I wasted a lot of time as a kid because of Track and Field. I'm not old enough to have been playing the original arcade version, but the PlayStation game which moved the series to 3D ruined quite a few controllers. The gameplay was so simple, but the competition was fierce. Hammering buttons was almost caveman-like compared to the complex controls seen in other games, but being able to move your fingers at a speed which seemed super human was, at the time, a bigger achievement than any other game could offer. We even use tools to 'aid' our performance, with everything from coins to golf tees being tested for optimal glide speed across the buttons.
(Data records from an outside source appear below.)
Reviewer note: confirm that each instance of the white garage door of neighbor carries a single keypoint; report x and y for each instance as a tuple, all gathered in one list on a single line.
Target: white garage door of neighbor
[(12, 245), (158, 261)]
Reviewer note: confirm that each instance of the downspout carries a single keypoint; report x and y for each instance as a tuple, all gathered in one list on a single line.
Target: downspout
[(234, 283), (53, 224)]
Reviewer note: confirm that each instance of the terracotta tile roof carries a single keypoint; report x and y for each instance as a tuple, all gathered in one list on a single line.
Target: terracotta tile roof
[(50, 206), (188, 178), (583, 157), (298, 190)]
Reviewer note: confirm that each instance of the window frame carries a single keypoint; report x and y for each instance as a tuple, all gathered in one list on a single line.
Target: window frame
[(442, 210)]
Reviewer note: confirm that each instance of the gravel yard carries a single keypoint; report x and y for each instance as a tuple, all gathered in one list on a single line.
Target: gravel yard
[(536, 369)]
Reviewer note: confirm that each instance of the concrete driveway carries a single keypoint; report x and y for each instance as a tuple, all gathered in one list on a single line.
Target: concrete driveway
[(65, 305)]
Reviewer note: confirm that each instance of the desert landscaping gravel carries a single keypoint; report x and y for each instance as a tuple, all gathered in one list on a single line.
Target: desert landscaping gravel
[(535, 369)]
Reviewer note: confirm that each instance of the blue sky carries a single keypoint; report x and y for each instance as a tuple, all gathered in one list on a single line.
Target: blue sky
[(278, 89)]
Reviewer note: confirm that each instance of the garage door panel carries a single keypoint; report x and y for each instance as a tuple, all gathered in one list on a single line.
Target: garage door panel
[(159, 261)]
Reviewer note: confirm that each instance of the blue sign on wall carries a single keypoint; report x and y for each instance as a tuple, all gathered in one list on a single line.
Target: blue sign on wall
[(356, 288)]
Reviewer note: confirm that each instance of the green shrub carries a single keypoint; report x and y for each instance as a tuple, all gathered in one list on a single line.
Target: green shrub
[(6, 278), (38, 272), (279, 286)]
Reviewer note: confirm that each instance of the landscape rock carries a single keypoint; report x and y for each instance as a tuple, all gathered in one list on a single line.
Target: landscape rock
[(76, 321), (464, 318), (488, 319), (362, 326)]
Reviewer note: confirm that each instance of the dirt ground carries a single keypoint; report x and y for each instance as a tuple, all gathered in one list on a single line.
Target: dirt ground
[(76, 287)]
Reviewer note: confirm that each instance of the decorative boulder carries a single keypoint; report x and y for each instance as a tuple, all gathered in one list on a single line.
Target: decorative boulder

Trying to capitalise on us high-score junkies once more is New International Track and Field on the DS, and gaming-inflicted injuries seem guaranteed.

In this brand new game created exclusively for the Nintendo DS by Sumo Digital things aren't quite what they used to be. The biggest change is the introduction of touch screen controls (although not forced, the game was clearly designed to be played this way). Almost every event requires you to move your stylus across or around the screen in combination with button presses and holds at key moments. If you thought hammering buttons was tiring, running the 100m by repeatedly stroking your stylus back and forth across the screen is almost as tough as running in real life.

There are 24 events in total, although you'll need to work through the game's career mode (a series of 4-discipline events) in order to unlock them all. Each event has a qualification time/distance/score that must be met for you to progress or it's game over and you'll have to try all four events again. Qualification is just the beginning, with your overall place on the podium at the end of all four events being determined by the overall score, as in other multi discipline sports such as decathlon.

Something I wasn't really expecting from a Track and Field game is how tricky some of the events are. I'm used to hammering buttons and getting close to or breaking world records right off the bat, but here I was nowhere near. Early on my best efforts to break the speed of sound on the 100m track resulted in fairly disappointing times in the 12-13 second range. Other events such as the triple jump seemed designed for Jonathan Edwards himself, and the timing-based trick events such as diving and vault were just too much for my small brain to handle. I had to work hard for records.

The 24 events provide plenty of variety

Depth in a game of this type may not be for everyone, but it's made for a sports game on the DS that doesn't feel like a heavily cut down console game. Throughout the game you'll earn gold stars which unlock new costumes for characters. Successfully completing the career mode unlocks new challenge events (such as a swimming challenge for classic Konami character Frogger) and you'll also gain access to bonus characters. When playing alone the game has a lot to offer, but it's really the multiplayer support and online functionality that will give New International Track and Field legs.

You can play locally with other DS users, either using a single game cart or with multiple copies of the game - if you each have your own copy you can place bets on the outcome of races. This is where the true competitive nature of Track and Field comes into play, making it one of the best multiplayer DS titles on the market. The difficulty of certain events will restrict choice somewhat if you're playing with beginners, but almost everyone should be able to play the basic events without too much trouble. What's more, this all works online too. You can be sat on your sofa playing against virtual athletes located miles away. Add in comprehensive online leaderboards, a community site and an in-game news feed and you have one of the most complete sports packages the DS has seen.

On the DS we don't expect much in terms of presentation, but Sumo has created a great set of characters and art style that isn't hampered by the handheld's processing power. It's certainly simple to look at, but that's part of its charm. Menus are all designed well and all the info you need is easy to find. The in-game tutorials could have been better, but it's nothing a few tries at an event don't sort out.

With the Olympic Games just around the corner, New International Track and Field on DS is a perfect companion. Although it's missing the official licence, it's incredibly addictive and packed full with unlockables. The online play is the icing on the cake, making this a game every DS owner would be wise to have in their back pocket this summer.